Place a floppy disk in the floppy disk drive and click the Backup to floppy button. Your configuration will be written to the floppy and verified. Information

All error messages and any information generated during a backup will appear at the foot of the panel. Backup to Files

The rest of the panel allows you to create multiple Backup Sets, and to select different media onto which you can save the files. The default is IPCop's hard drive, but removable usb-stick devices are supported.

For security, backups created on the Backup Web Page are encrypted using your 'backup' password. To be safe, enter your backup password and export the backup key, using the button provided, in addition to exporting your backups. You will need the backup key if you want to install from a usb-stick, or if you need to restore settings after a hard disk failure.

To import a backup during IPCop installation, you will be prompted for your backup key.

Backup password

There is a new menu item in the setup command to enter your 'backup' password which you will have found if you have done a fresh installation. If you are upgrading, you can re-run setup to do this.

Log in as root, via the console, or with putty or ssh on port 222 on your IPCop v1.4.11 firewall.

Enter setup on the command line. Select the 'backup' password menu item and enter a password. Password length is a minimum of 6 characters. Exit the command and log off. Export backup key

To use the new Web Backup Key Export, do the following:

  1. Set a 'backup' password.

  2. On the Backup Web page type this password in the appropriate field. The key is exported encrypted and you have to choose where to write the file when you click the Export backup key button.

  3. Create a backup and export the .dat (you don't need to fill in the 'backup' password field this time).

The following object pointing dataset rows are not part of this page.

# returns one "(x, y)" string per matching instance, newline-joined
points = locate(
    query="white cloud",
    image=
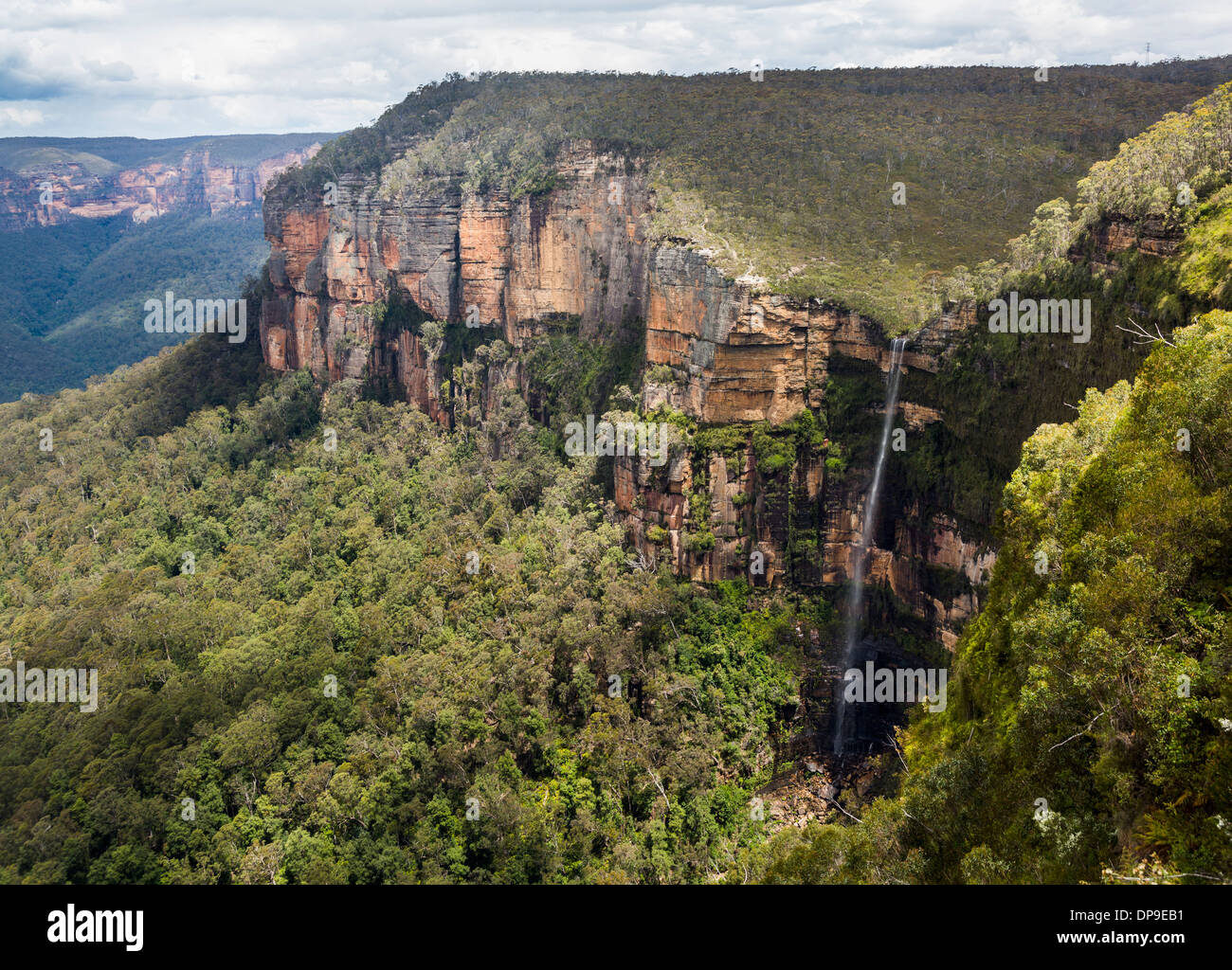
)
(154, 69)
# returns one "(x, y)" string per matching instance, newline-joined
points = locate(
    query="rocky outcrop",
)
(1115, 234)
(722, 351)
(196, 184)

    You now have everything you need to be able to install a system configuration from a usb key, or http/ftp server.

  4. Write the .dat file, without the timestamp in the name, and the encrypted key file on the media you want to use to restore from (usb key or http/ftp server), and the restore will work if you type the right 'backup' password and the hostname matches the encrypted key and the .dat file's name.

2.2.6. Shutdown Web Page

This page allows you to either Shutdown or Reboot the IPCop server. You can simply click the button for the option you want, or schedule a cronjob to reboot or shutdown IPCop at a particular time.

Figure 2.7. Shutdown and Schedule Reboots

Shutdown Shutdown

Press one of the Reboot or Shutdown buttons to immediately reboot or halt the IPCop server. Schedule IPCop reboots

The ability to schedule reboots or shutdowns was added in version 1.4.10. A cronjob is added to root's crontab. To schedule IPCop to reboot once a day on a regular schedule, select the time from the drop down menu; check the day (or days) you require; select Reboot or Shutdown; and press the Save button.

To remove a schedule, clear (uncheck) all the checkboxes and press the Save button.